丈は30-70cm。地下には丈夫な根茎と太く長い根がある。根出葉は2回3出複葉で、葉柄は15-25cm。各小葉の第1葉柄は3.5-6cmと長く、第2小葉柄は1.5cm以下と短い。小葉は長さ2.5-3.5cmの扇形で、葉の先は2-3中裂し、各裂片はさらに2-3浅裂する。葉の表面は緑色、裏面は粉白色で裏面の基部近くには軟毛が散生する。茎の上部には軟毛があり、茎葉は上部では柄がなく、1回3出複葉になる。花期は夏、茎の上部に放射相称で径3-3.5cmの花を下向きに付ける。萼片は5個で花弁状になり、狭卵形で紫褐色になる。萼片の内側に花弁5個が互生し、黄色で長さ1.2-2.5cmとなり、基部は後方に長く伸びて距になる。距は紫褐色になり、やや内側に弓状に曲がり、先は徐々に細くなり先端は小球状になる。雄蕊は先熟で多数あり、中心部は退化した膜状の仮雄蕊となって雄蕊群を取り囲む。雌蕊は5個。
花期は6-8月。
萼片と花弁が落ちると、離生した雌蕊が下向きから上向きに変わり、成熟して果実となる。果実は直立し、長さ1.5-2cmの5個の袋果となり、腺質の短毛が密生する。袋果の中には、光沢のある黒色の種子が多数ある。

※ 名は山に生育するオダマキの意で、オダマキ(苧環)とは、昔、カラムシやアサの繊維を巻く道具で、形が似ていることから。

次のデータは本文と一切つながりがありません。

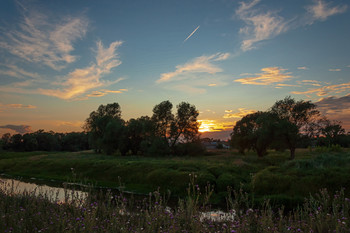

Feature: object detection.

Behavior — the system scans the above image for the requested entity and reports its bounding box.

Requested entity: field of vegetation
[0,148,350,209]
[0,152,350,233]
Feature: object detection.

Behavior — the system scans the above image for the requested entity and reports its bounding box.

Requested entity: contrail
[183,25,201,43]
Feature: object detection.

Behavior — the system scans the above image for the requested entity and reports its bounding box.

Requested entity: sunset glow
[0,0,350,138]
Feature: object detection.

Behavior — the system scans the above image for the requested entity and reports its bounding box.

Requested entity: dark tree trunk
[290,147,295,160]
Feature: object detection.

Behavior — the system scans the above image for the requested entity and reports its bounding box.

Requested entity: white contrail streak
[183,25,201,43]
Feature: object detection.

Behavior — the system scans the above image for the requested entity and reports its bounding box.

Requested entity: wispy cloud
[0,125,32,134]
[0,65,42,80]
[234,67,293,85]
[315,94,350,131]
[156,53,229,83]
[275,83,300,88]
[198,119,233,133]
[183,25,200,43]
[0,103,37,112]
[328,69,341,72]
[38,41,123,100]
[297,80,321,87]
[223,108,256,119]
[236,0,288,51]
[235,0,347,52]
[291,82,350,96]
[86,89,128,97]
[0,4,88,70]
[306,0,347,24]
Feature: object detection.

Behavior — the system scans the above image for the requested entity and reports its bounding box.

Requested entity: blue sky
[0,0,350,137]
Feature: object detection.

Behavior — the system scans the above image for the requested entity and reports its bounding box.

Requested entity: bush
[216,172,235,192]
[174,142,205,156]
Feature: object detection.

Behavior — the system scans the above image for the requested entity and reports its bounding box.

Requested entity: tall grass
[0,174,350,233]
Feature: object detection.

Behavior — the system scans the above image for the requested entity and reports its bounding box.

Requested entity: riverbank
[0,150,350,208]
[0,175,350,233]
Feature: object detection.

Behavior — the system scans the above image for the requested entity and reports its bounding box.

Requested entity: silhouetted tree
[152,100,174,140]
[84,103,123,152]
[170,102,199,147]
[231,112,278,157]
[270,96,319,159]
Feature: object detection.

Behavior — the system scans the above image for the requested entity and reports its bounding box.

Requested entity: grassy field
[0,168,350,233]
[0,147,350,208]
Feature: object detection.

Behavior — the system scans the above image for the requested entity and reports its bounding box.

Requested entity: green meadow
[0,148,350,209]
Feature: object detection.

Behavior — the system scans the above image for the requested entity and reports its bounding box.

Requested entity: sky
[0,0,350,139]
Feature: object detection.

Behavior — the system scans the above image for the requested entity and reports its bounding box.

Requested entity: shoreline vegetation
[0,162,350,233]
[0,149,350,210]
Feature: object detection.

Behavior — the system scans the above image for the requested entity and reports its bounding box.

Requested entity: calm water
[0,177,88,202]
[0,177,235,222]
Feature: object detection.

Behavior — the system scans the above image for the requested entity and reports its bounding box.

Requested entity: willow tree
[270,96,320,159]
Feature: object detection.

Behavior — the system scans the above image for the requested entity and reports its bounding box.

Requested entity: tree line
[231,96,350,159]
[84,100,203,156]
[0,129,90,151]
[0,97,350,159]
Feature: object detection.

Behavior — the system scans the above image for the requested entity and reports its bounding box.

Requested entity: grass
[0,174,350,233]
[0,150,350,210]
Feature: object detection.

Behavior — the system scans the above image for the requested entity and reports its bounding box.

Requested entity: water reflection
[0,177,88,203]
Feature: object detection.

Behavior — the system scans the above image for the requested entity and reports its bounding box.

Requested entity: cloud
[198,119,233,132]
[234,67,292,85]
[0,125,32,134]
[223,108,256,119]
[297,80,321,87]
[0,103,37,112]
[183,25,200,43]
[87,91,107,97]
[291,82,350,96]
[156,53,229,83]
[275,83,300,88]
[315,94,350,131]
[87,89,128,97]
[0,4,88,70]
[328,69,341,72]
[0,65,41,80]
[306,0,347,24]
[236,0,288,51]
[38,41,124,100]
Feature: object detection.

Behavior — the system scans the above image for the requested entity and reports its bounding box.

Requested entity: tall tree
[84,103,124,153]
[320,118,345,146]
[231,112,277,157]
[170,102,199,147]
[152,100,174,140]
[270,96,320,159]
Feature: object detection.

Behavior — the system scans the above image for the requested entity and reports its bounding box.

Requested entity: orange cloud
[198,120,233,133]
[0,103,36,112]
[38,41,123,100]
[297,80,321,87]
[291,82,350,96]
[223,108,256,119]
[234,67,292,85]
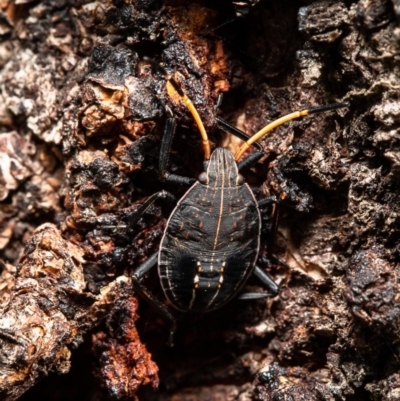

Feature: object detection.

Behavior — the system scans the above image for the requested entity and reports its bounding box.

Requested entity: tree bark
[0,0,400,401]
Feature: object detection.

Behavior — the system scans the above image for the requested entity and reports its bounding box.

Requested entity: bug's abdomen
[159,183,260,312]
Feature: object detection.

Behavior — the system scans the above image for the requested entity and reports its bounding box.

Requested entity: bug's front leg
[132,252,176,347]
[158,117,196,185]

 学名はYListに因ったが、The Plant Listでは、Aquilegia buergerianaで、基準変種は示されていない。キバナノヤマオダマキもThe Plant Listでは記載されていず、ヤマオダマキとの差異は中間的なものが見られ、この写真の左上2コマは、蕾状態の萼と距は紫褐色だが、完全開花の花はキバナノヤマオダマキと言えるものも見られる。
 [近縁種]
  キバナノヤマオダマキ:Aquilegia buergeriana var. buergeriana f. flavescens
             花全体が黄色の品種。
  オオヤマオダマキ  :Aquilegia buergeriana var. oxysepala
             ヤマオダマキの変種で、距が内側に強く巻き込む。
             国内の自生地は、ヤマオダマキと同様。